Notice what disappears. The human being as a citizen of the world. The human being as a bearer of rights. The human being as someone who may have fled hunger, cartel violence, political persecution, or climate catastrophe. Instead, we are given inventory management. We are given a warehouse logic in which bodies are units to be stored until they can be expelled.
If a building’s primary function is to confine people against their will, under armed guard, with limited access to counsel, family, or sunlight, there is already a word for that. Prison.
If a system detains people not for crimes proven in court but for the administrative fact of crossing a border or overstaying a visa, often in sweeping operations that target nationality and race, there is another word available.
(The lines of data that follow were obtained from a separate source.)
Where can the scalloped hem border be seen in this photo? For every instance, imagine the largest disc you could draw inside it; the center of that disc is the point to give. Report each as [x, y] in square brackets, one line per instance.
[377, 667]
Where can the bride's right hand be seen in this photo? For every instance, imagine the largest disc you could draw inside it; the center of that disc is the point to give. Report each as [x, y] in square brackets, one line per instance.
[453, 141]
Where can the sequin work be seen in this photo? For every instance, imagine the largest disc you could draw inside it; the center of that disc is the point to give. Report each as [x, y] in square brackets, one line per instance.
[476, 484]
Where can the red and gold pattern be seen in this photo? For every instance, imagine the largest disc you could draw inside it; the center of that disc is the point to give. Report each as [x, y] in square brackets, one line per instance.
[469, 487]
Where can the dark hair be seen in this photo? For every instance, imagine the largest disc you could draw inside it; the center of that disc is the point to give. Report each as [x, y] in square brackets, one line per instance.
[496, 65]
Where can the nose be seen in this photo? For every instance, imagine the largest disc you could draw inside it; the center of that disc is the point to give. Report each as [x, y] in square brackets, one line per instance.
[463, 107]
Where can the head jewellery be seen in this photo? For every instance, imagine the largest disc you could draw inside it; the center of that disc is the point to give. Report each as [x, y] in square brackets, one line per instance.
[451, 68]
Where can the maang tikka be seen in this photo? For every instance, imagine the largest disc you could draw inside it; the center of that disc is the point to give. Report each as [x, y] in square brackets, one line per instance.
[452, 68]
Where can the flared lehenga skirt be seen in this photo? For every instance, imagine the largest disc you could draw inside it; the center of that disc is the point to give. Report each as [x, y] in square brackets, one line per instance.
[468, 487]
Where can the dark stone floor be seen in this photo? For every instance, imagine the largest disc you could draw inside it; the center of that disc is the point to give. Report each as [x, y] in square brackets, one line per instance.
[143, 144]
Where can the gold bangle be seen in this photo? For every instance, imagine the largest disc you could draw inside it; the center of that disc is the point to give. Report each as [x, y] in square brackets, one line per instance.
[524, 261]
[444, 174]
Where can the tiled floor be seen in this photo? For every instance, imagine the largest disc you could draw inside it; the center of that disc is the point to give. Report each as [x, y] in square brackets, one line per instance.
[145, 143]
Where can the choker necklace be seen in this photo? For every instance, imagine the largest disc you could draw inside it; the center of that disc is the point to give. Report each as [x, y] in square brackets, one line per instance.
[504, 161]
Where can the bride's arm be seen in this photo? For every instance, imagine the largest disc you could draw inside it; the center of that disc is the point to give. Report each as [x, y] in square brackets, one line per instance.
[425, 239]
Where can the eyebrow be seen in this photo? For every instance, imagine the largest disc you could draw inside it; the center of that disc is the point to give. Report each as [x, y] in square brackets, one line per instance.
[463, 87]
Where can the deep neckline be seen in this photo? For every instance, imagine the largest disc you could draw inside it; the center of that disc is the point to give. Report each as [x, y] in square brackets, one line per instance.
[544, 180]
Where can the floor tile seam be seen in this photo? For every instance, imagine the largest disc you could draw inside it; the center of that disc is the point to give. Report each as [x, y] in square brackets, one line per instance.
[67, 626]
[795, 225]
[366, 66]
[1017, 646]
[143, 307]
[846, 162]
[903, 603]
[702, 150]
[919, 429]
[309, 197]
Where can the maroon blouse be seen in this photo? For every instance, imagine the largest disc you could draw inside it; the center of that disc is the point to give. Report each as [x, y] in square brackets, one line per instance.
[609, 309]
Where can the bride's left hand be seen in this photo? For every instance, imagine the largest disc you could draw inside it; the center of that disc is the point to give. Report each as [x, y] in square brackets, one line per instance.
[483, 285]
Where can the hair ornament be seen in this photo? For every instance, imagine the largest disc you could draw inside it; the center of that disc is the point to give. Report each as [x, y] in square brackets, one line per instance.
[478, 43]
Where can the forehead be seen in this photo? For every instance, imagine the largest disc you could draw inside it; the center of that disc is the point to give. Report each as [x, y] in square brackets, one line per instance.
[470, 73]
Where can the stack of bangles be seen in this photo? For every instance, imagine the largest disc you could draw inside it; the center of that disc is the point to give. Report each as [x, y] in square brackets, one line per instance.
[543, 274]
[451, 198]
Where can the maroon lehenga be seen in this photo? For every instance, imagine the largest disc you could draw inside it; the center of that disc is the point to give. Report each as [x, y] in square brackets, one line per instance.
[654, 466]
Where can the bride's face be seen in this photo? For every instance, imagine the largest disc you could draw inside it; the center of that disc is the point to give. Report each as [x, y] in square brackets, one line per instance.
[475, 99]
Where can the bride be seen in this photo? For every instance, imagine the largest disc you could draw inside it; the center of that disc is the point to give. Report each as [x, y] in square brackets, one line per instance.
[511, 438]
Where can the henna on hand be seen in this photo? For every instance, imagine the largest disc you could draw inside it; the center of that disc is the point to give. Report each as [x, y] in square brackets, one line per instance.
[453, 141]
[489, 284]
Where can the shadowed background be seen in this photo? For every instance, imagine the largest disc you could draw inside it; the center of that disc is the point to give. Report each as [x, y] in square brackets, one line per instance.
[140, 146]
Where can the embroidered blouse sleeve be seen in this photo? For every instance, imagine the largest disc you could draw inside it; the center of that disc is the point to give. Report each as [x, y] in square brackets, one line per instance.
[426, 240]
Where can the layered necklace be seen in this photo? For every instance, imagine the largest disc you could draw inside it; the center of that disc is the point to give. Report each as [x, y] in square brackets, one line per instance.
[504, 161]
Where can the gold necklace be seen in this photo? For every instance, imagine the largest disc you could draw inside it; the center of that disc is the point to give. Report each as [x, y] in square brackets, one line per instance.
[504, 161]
Concentration camp.
The second term makes people flinch. It is supposed to. It has been reserved, in public memory, for the most industrial and genocidal version of itself. But historically the phrase simply meant what it says: the concentration of civilians into camps, outside the normal protections of law. The British used them in South Africa. The United States used them against Japanese Americans. The horror lies not only in gas chambers. It lies in the idea that a category of people can be gathered up and placed beyond the ordinary rights that supposedly define a democracy.
ICE insists that detention is civil, not criminal. That distinction is a legal fig leaf. The deprivation of liberty feels the same in a civil cage as it does in a criminal one. International law recognizes that arbitrary detention, particularly of asylum seekers, violates basic human rights norms. Domestic law requires due process. Yet immigration courts are backlogged, access to attorneys is scarce, and bond hearings are inconsistent or denied. People languish for months, sometimes years, waiting for paperwork to catch up with their captivity.
The new facilities promise to relieve overcrowding. What they actually promise is normalization. When a government builds permanent infrastructure for mass detention, it signals that the practice is not an emergency measure but a settled policy. Concrete hardens ideology. Steel reinforces fear.
There is a moral sleight of hand at work. By calling these places facilities, the state suggests that it is merely managing logistics. By describing people as detainees rather than prisoners, it implies that confinement is temporary and benign. By speaking of capacity rather than humanity, it reduces complex lives to occupancy rates.
We should refuse the euphemism. Language is not decoration. It is architecture. It shapes what we are willing to see.
If these structures are prisons, let us call them prisons and ask why so many people are being imprisoned without criminal convictions. If they are concentration camps in the historical sense, let us have the courage to say so and to confront what that means for a country that claims to be a refuge.
A warehouse is for objects. A democracy is for people. The choice between those two visions is being poured in concrete right now.